The weak economic data was particularly disturbing against a backdrop of higher gold prices, which reignited fears of inflation.

The Dow Jones average fell 8.58 points to 3,544.87. Declining issues narrowly outpaced advancers on the New York Stock by a margin of about 10 to 9 on Big Board volume totaling 285.57 million shares, down from 295.56 million Wednesday.

The American Stock Exchange index, meanwhile, rose 0.94 point to 440.91, which was nonetheless a record high.

"There seemed to be just a general lack of buying interest ahead of tomorrow's numbers," said Robert Walberg, an analyst at MMS International.

Today's employment report for May will be closely read for clues on the economy. Economists expect a steady unemployment rate of 7% and a 141,000 rise in payrolls.

The Labor Department said Thursday that initial claims for state unemployment benefits rose by 5,000 last week, much higher than the 2,000 increase that analysts expected.

Retail stocks fell in response to the disappointing May sales figures.

* Dayton Hudson fell 3 1/4 to 66 1/8. The company reported that same-store sales--those from stores open at least a year--rose 1.1% and that its second-quarter earnings will be significantly lower than last year's.

* Wal-Mart fell 7/8 to 27 1/2. The retailer said same-store sales rose 6% in May. J.C. Penney slid 1 1/8 to 47 3/4 after reporting a 1.9% rise in same-store sales. Sears lost 1 1/4 to 54 3/8. Its same-store sales rose 5.9% in May.

* Federal Express fell 3 3/4 to 46 1/8. Two top managers resigned Wednesday, raising concerns that the company is having trouble keeping experienced executives. Donaldson, Lufkin & Jenrette Securities Corp. removed the stock from its recommended list.

* Burlington Northern retreated 2 3/4 to 51. The company said expectations of second-quarter earnings of 82 cents per share were probably too high.

* Allstate Corp.'s new issue accounted for more than 28 million shares of the Big Board's volume, as the spinoff from Sears, Roebuck & Co. closed at 29 3/8, up from a pricing of 27. It was the biggest initial public offering in Wall Street history.

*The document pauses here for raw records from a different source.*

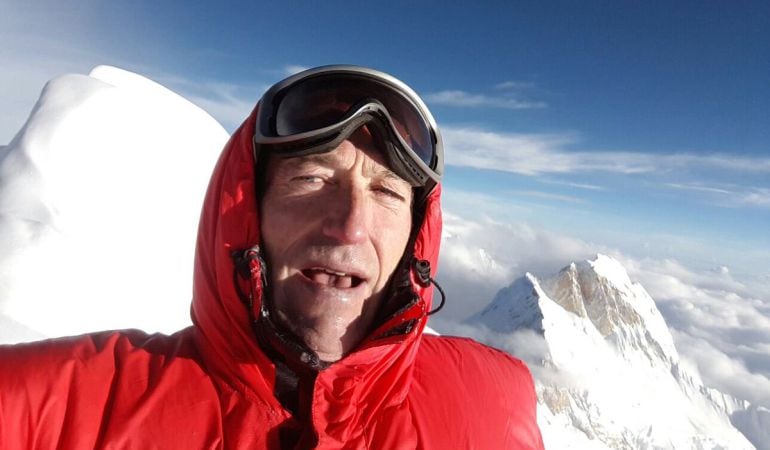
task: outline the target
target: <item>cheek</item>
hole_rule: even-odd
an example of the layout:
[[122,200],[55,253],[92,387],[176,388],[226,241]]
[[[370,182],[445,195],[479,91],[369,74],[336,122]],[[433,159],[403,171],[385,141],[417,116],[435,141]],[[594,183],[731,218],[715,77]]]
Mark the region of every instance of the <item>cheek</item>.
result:
[[409,242],[409,232],[412,227],[410,214],[403,214],[393,219],[380,227],[381,231],[378,233],[383,251],[382,266],[389,272],[388,275],[392,274],[401,260]]

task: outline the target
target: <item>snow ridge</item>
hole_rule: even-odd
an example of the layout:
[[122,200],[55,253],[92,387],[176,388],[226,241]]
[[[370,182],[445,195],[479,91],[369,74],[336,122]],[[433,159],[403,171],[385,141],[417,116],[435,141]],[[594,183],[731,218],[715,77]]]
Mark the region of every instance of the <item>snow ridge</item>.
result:
[[770,442],[761,428],[767,411],[688,372],[654,300],[609,256],[572,263],[543,281],[527,273],[469,322],[500,342],[522,333],[542,339],[534,357],[528,348],[515,352],[533,370],[549,448],[751,449]]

* Auto stocks rose on late-May sales figures. Ford advanced 2 3/8 to 55 3/8, Chrysler rose 1 to 46 3/8, and General Motors added 3/4 to 41.

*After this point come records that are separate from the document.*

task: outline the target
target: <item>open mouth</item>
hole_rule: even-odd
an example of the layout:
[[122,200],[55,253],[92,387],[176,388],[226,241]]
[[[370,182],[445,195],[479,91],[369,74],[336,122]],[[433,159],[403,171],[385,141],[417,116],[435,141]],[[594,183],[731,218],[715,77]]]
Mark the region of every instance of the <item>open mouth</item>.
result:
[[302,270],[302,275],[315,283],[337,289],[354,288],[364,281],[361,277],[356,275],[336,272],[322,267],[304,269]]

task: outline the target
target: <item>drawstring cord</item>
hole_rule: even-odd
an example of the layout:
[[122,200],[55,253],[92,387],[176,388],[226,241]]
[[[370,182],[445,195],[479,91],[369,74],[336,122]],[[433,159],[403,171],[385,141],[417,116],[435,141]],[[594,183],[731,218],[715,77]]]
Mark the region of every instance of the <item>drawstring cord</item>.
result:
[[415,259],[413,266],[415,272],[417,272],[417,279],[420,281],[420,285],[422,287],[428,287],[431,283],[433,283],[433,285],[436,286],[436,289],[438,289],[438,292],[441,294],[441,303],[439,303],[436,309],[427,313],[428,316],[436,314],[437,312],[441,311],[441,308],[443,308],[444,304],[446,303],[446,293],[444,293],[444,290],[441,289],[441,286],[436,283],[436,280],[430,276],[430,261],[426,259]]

Overseas, stocks finished sharply up in Tokyo, with the 225-share Nikkei average ending up 384.30 points, or 1.9%, to 21,076.00. Frankfurt's 30-share DAX average closed up 4.41 points to 1,629.62. Share prices fell on the London stock exchange. At the close, the Financial Times 100-share average was down 10.2 points to 2,852.8.


The yield on the Treasury's main 30-year bond dipped again, to 6.86% from 6.87% on Wednesday as its price, which moves in the opposite direction, rose 0.1875 point, or $1.88 per $1,000 in face value. It was the yield's third straight decline since hitting 6.98% late last Friday.

The market's moderate advance, concentrated among intermediate and long-term Treasuries, was partly attributed to heavy buying by municipalities.

Numerous towns and cities have rushed out new municipal bonds to take advantage of this week's tumble in long-term Treasury interest rates, which are used to set municipal bond rates.

Most plan to use the proceeds to redeem higher-yielding debt. But until the expiration of clauses that prohibit them from paying back the debt before its maturity date, most municipalities have been storing the proceeds by buying Treasuries.

Many bond traders stayed on the sidelines, waiting for the release of the employment statistics.

Ward McCarthy, managing director at Stone & McCarthy Research Associates Inc. in Princeton, N.J., said the market will have little reaction to the data unless it shows a change of 100,000 jobs above or below expectations.

The federal funds rate, the interest on overnight loans between banks, fell to 3% from 3.0625% late Wednesday.